アレクサンドリア十字軍
From Wikipedia, the free encyclopedia
| アレクサンドリア十字軍 | |||||||
|---|---|---|---|---|---|---|---|
| 十字軍中 | |||||||
| |||||||
| 衝突した勢力 | |||||||
|
キプロス王国 ヴェネツィア共和国 聖ヨハネ騎士団 | マムルーク朝 | ||||||
| 指揮官 | |||||||
| ピエール1世 |
アシュラフ・シャーバーン Yalbugha al-Umari | ||||||
| 戦力 | |||||||
| 165隻 | 不明 | ||||||
| 被害者数 | |||||||
| 不明 |
死亡 20,000人[1] 奴隷化 5000人[1] | ||||||
アレクサンドリア十字軍(アレクサンドリアじゅうじぐん)は、1365年10月にエジプトのアレクサンドリアを短期間占領した十字軍。 アレクサンドリアの奪取(英語: Sack of Alexandria)とも呼ばれる[2]。指導者はキプロス王ピエール1世で、ヴェネツィア共和国や聖ヨハネ騎士団の支援を受けていた。第10回十字軍と呼ばれることもあるが、以前の「聖地奪還」を目的とした十字軍と異なり、多分に経済的な動機によるものであった[3]。

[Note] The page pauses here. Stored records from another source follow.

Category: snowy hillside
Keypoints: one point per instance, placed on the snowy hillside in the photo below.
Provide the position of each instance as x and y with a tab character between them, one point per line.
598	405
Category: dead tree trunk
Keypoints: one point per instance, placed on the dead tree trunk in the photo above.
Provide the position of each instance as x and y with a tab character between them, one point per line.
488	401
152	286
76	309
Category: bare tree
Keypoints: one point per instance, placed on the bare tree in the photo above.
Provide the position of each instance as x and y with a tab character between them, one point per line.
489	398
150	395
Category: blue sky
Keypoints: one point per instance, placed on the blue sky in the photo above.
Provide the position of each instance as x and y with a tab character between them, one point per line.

1362年から1365年にかけて、ピエール1世は十字軍遠征のために軍を集め、各国宮廷に金銭支援を打診してきた。エジプトのマムルーク朝がキプロス島遠征を計画していることを知ったピエール1世は、それまでトルコ人に対して用いて成功してきた先制攻撃戦略をエジプト方面にも用いることにした。ヴェネツィア共和国が海軍を提供し、十字軍戦士たちはロドス島に集結してロドス騎士団(聖ヨハネ騎士団)と合流した。
1365年10月、ピエール1世はロドス島を出発した。その船団は165隻を数えたが、それはヴェネツィアの政治的な影響力あってのものだった。10月9日、十字軍はアレクサンドリアに上陸し、3日間街を略奪し、数千人の住民を殺害し、5000人を奴隷とした[1]。モスクや寺院、教会、図書館などもこの間に焼かれた[4][5]。
しかし、マムルーク朝の本軍に対する防衛体制を築くことができないと判断した十字軍は、10月12日にアレクサンドリアから撤退した[3]。ピエール1世としてはアレクサンドリアにとどまり、ここを今後のエジプトに対する十字軍の拠点としたかったのだが、大部分の家臣は略奪に満足してキプロスへの帰還を主張したのである。ピエール1世自身は最後までアレクサンドリアに残り、マムルーク兵が街に入ったのを見届けてから船に乗り込んだ。ヨーロッパの王侯は、アレクサンドリアの十字軍の中でただピエール1世だけが真の十字軍戦士だったと評した[6]。